The current study has a number of limitations. This was a small sample recruited outside of clinical settings; thus, mental health symptoms and substance use may not have been as severe pre- and peri-pandemic as they may have been if we looked at a sample in treatment for behavioral health concerns. Further, our sample, though representative in terms of gender and branch to the general US veteran population, was mostly comprised of White male veterans, which limits generalizability. Subsequent survey and interview studies from this team will focus on the particular challenges faced by women veterans. Future work is needed to fully understand the experiences of women and racial/ethnic minority veterans. However, to our knowledge, this study is among the first to present qualitative findings of the lived experiences of US veterans during the COVID-19 pandemic. Results thus provide valuable understanding of veterans’ behavioral health during the pandemic and point to ways in which veterans have incorporated the stressors of COVID-19 into their lives.

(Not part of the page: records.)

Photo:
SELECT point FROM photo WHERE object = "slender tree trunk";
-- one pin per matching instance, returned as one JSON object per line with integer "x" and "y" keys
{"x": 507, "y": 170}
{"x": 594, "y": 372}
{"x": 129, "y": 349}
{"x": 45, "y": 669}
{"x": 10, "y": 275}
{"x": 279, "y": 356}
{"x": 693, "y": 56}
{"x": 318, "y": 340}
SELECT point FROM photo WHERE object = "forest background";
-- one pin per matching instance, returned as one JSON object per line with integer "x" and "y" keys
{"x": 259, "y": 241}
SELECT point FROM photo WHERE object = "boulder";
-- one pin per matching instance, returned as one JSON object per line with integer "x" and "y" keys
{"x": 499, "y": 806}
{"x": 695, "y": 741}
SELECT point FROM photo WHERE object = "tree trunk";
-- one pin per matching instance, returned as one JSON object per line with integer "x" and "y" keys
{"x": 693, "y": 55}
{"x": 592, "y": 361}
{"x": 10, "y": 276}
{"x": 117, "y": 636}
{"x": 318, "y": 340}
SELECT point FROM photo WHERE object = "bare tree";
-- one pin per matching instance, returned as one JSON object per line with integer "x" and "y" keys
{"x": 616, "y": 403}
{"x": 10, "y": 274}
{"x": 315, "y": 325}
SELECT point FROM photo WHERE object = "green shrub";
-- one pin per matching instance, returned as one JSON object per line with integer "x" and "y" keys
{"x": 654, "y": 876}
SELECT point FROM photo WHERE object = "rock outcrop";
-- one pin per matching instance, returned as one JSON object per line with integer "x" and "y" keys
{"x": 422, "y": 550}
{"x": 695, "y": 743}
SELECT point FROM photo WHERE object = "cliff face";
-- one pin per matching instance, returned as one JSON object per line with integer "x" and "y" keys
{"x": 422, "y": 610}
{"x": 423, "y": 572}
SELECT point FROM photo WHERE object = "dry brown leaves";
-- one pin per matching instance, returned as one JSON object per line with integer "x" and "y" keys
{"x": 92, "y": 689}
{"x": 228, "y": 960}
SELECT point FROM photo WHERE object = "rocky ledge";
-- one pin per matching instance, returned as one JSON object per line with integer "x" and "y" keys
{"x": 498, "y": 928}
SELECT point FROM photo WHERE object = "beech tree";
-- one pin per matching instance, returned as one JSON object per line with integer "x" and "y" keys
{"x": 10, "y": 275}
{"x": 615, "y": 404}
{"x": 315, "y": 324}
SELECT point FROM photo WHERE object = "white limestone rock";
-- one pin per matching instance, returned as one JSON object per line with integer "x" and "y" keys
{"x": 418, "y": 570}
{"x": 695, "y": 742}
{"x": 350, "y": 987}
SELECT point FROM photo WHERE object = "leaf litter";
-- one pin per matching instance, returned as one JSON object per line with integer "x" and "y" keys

This study provided important insights into veterans’ experiences with stress and coping during the COVID-19 pandemic. Although veterans reported personal struggles managing the pandemic, most reported that their behavioral health, in terms of mental health symptoms and substance use, were manageable. Issues they were struggling with were often similar to what non-veterans may also be struggling, but veterans in the sample reported substantial social support and resilience that may be unique to this population. As the global population emerges from the worst of the pandemic, there is much concern about behavioral health (Pfefferbaum & North, 2020). These data, combined with other qualitative and quantitative work (Davis et al., 2021; Na et al., 2021; Pietrzak et al., 2021), suggests that veterans are not experiencing poor behavioral health as theory may have anticipated. However, it is important to note that all veterans in our sample reported some degree of difficulty coping with the pandemic, with some reporting worse stress and behavioral health symptoms than others. This makes it essential to continue to conduct studies with veterans during the pandemic and in the post-pandemic period to learn how best to design and implement prevention and intervention efforts to assist veterans in the future.
This research was funded by grant R01AA026575 from the National Institute on Alcohol Abuse and Alcoholism (NIAAA), supplement R01AA026575-02S1, and a Keck School of Medicine COVID-19 Research Funding Grant awarded to Eric R. Pedersen.
The authors have no competing interests to declare.